Clinical Implications: Preferential use of larger-bore Impella (5.0/5.5) when feasible, vigilant hemolysis monitoring, and preemptive mitigation may lower post-LVAD stroke/bleeding risk; integration into MCS care pathways is warranted.

Key Findings

  • Pre-LVAD hemolysis occurred in 40.8% of Impella-bridged patients.
  • Use of Impella 2.5/CP vs 5.0/5.5 independently predicted hemolysis (adjusted HR 2.68, 95% CI 1.04-6.94).
  • Hemolysis independently associated with higher early post-LVAD HRAEs (adjusted HR 1.62, 95% CI 1.02-2.58), driven by hemorrhagic stroke and GI bleeding.
  • Temporary RVAD was more often required in hemolysis patients (28.3% vs 16.8%; p=0.012), without mortality difference.

Methodological Strengths

  • Consecutive cohort with predefined biochemical hemolysis criteria.
  • Multivariable analyses to identify independent predictors and outcomes.

Limitations

  • Retrospective design with potential residual confounding and center/device practice variability.
  • Early outcomes focused; long-term hemocompatibility and survival not assessed.

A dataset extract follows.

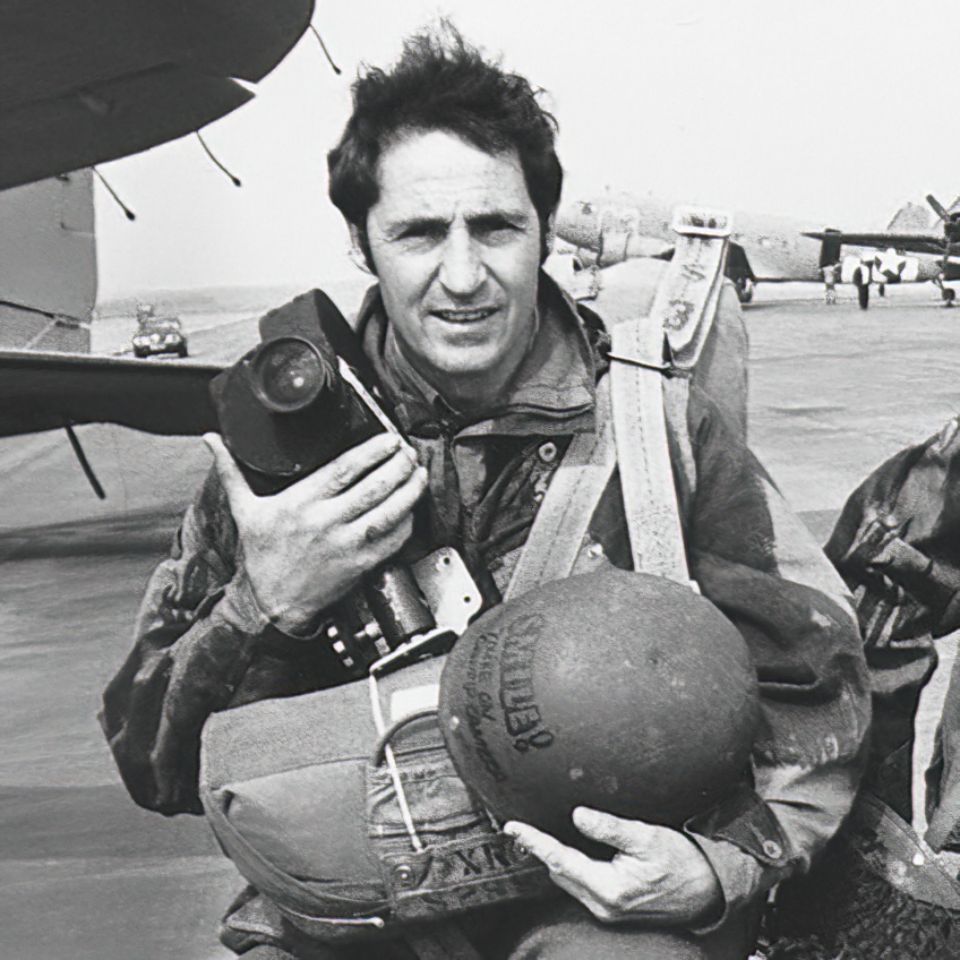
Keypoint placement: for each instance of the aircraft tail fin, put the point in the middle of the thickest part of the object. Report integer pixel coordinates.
(910, 218)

Future Directions: Prospective studies should test hemolysis-targeted protocols (device selection, pump speed management, anticoagulation) and evaluate long-term thrombohemorrhagic outcomes post-LVAD.

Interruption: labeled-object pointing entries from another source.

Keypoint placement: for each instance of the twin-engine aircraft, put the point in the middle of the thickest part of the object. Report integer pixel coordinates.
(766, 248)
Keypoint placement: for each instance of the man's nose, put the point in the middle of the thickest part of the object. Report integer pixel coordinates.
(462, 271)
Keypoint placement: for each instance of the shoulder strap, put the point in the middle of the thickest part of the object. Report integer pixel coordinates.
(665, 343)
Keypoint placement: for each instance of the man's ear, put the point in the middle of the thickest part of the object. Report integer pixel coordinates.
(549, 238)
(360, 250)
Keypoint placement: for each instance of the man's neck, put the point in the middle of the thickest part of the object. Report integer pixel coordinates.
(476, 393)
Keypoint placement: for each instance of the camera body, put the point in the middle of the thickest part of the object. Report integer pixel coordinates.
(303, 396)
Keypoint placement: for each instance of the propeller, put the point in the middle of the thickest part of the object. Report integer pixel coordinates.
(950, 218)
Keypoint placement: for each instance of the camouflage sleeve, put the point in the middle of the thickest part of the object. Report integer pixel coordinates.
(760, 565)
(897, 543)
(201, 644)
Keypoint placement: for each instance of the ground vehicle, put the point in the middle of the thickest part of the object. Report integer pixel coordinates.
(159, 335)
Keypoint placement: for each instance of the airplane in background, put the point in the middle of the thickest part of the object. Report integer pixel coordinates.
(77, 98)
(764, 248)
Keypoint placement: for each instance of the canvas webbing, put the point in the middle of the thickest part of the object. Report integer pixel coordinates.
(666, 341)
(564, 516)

3. Cascade screening in familial hypercholesterolaemia is associated with earlier statin initiation and fewer cardiovascular events than opportunistic screening.

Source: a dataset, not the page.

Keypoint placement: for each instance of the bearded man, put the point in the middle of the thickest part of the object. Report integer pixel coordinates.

58Level IIICohortEuropean journal of preventive cardiology · 2025PMID: 40326712

In a molecularly confirmed HeFH registry (n=3,232), cascade screening was associated with statin initiation 14 years earlier and a 51% lower prevalence of ASCVD events compared with opportunistic identification. Age at statin initiation appears to mediate much of the benefit.

Impact: Provides strong real-world evidence that systematic family-based identification accelerates preventive therapy and reduces events, informing public health policy and guideline implementation.

Clinical Implications: Health systems should prioritize FH cascade screening programs to identify relatives early, initiate statins in adolescence/early adulthood when indicated, and thereby reduce lifetime ASCVD burden.

Key Findings

  • Cascade screening cases started statins 14 years earlier than index cases (median 18.1 vs 31.8 years; P<0.001).
  • Cardiovascular events prior to first visit were lower with cascade screening (8.3% vs 26.5%; P<0.001).
  • Cascade screening was associated with 51% fewer ASCVD events in multivariable models; in age/sex-matched analysis, age at statin initiation remained the key factor.

Methodological Strengths

  • Large national registry with molecular confirmation of HeFH.
  • Use of multivariable regression and matched sub-analyses to address confounding.

Limitations

  • Retrospective design with potential residual confounding and selection bias between index and cascade cases.
  • Event assessment focused on pre-first-visit prevalence; prospective incidence and treatment adherence effects are not detailed.

Future Directions: Implement and evaluate population-level cascade screening pathways with outcomes-based metrics, including long-term ASCVD incidence, adherence, and cost-effectiveness.